Permission, Entitlement, and Responsibility

Hey,

I focus my work on helping myself and helping other women claim their right to raise their voices and be heard.

When men have ideas - good ones, bad ones, whatever! - they share them publicly. I’ve seen it in the workplace and I’ve seen it online and I’ve seen it as an entrepreneur.

They’re here to lead with their ideas. I want to see women lay claim to give themselves permission to do the same.

But.

Last week, I came across Bill Burr’s SNL monologue. (That’s 2 weeks in a row referencing the same SNL episode in my letter. I guess it was a good one.)

Anyway! In the monologue, he calls out white women. I had a visceral, internal groan of a reaction when I saw the web search result.

I so very deeply did not want to watch it.

I know. I know! We SUCK. I don’t need to hear it again from a white man, of all people.”

Whenever I (metaphorically) stick my fingers in my ears that’s when I know I should probably force myself to listen. So I did. Here’s part of what he said:

... somehow, white women swung their Gucci-booted feet over the fence of oppression, and stuck themselves at the front of the line. … The nerve! You guys stood by us toxic white males. … You rolled around in the blood money. … So why don’t you shut up, sit down next to me and take your talking to?”

The nervous, hesitant laughs really make the monologue, so check those out yourself over here.

I am still here, in business, to help women give themselves permission to lead with their ideas. To claim a platform. To raise their voices.

But when it comes to white women, I’m not here to do that unless all that permission-giving we’re doing for ourselves also includes responsibility-claiming.

To my fellow white women: let’s stop talking about our proximity to power without acknowledging the power we do have.

We have proximity to power but part of the benefit we derive from systemic white supremacy is power itself.

...

This is what Lisa Betty unpacks in her recent article, “White Supremacy and White Women: In Response to Glennon Doyle,” (She also links to Bill Burr’s monologue in posts on Twitter and Instagram.)

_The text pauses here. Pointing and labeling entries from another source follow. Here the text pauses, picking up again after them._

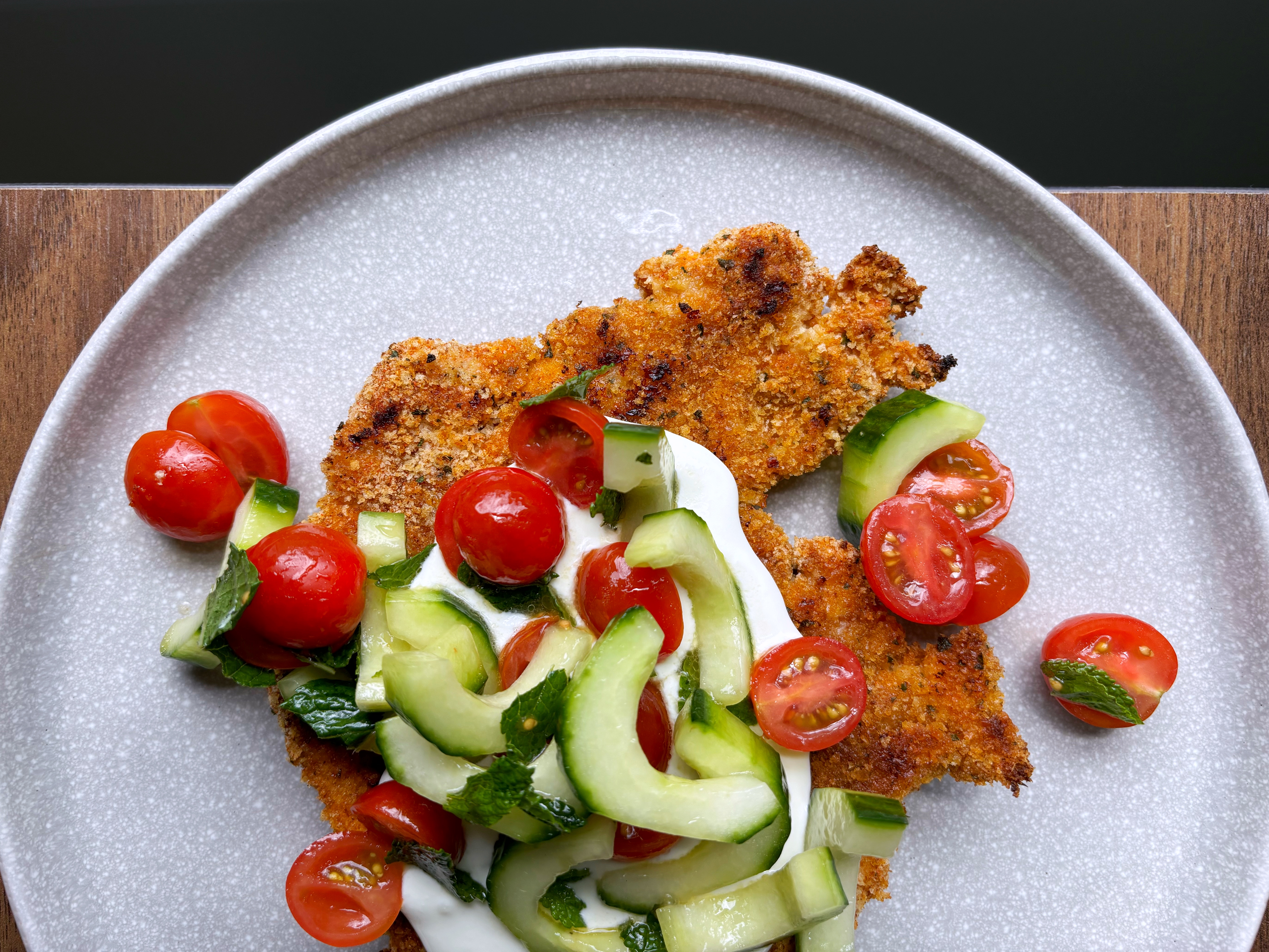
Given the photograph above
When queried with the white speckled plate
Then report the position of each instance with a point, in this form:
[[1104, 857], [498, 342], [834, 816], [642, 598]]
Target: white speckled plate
[[148, 805]]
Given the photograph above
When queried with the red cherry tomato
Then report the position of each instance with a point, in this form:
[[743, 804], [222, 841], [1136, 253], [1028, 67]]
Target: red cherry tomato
[[1000, 579], [521, 649], [239, 430], [809, 694], [563, 441], [341, 892], [396, 810], [1127, 649], [181, 488], [968, 479], [253, 649], [509, 525], [311, 587], [655, 737], [918, 559], [607, 587]]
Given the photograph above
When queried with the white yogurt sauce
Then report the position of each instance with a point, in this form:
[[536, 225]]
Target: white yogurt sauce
[[706, 487]]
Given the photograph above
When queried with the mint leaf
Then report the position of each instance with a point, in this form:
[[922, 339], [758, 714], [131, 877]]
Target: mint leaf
[[1087, 685], [233, 594], [561, 903], [535, 598], [440, 866], [239, 671], [610, 504], [644, 937], [531, 720], [399, 576], [490, 795], [573, 388], [331, 709]]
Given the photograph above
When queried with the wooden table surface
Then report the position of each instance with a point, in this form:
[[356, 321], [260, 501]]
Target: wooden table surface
[[68, 254]]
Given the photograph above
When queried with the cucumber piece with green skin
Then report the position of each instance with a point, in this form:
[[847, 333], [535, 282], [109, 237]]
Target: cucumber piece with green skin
[[523, 872], [416, 762], [681, 541], [266, 508], [801, 894], [714, 743], [888, 445], [424, 690], [852, 822], [606, 763], [432, 620], [381, 538]]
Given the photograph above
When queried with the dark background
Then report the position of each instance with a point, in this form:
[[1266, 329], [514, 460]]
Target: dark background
[[1113, 93]]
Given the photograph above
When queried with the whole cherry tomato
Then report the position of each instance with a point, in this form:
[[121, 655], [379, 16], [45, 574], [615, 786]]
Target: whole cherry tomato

She makes several sharp points about how we white women claim our perpetuation of white supremacy is unconscious. And about how we are not just in proximity to power. We wield power.

The faster we acknowledge it, the faster we can examine and change the ways in which we wield it to oppress others.

You need to pay to read the full article, but here’s something that stuck with me:

"3) white women as powerless, having only “proximity” to power, not power itself — This is not true."

She wrote that in response to Glennon Doyle’s comment that “somewhere along the line we learn that we will accept our proximity to power and all of the comfort and safety and belonging that that will get us. But in exchange, we will never ask for any real power.”

...
Amy Coney Barrett is likely our next Supreme Court justice. She is a white woman, a white mother, and she is about to assume a seat of "real power."

In 2016, 53% of us white women voted for Donald Trump. That’s an exercise of power.

Somehow, I want to find a way to sidestep this painful reality. My impulse is to claim I don’t have power. … OK, maybe the power to prop up white men, but THEY’RE the problem. Right? RIGHT?

...

As we hurtle full speed toward … the next effing thing on and after November 3, we have to start taking responsibility for the way we white women wield our power.

We have to be wary of “centering [ourselves] as victims” of a white supremacist system that we actually benefit from.

We have to be wary of swinging our feet over the fence and sticking ourselves at the front of the line.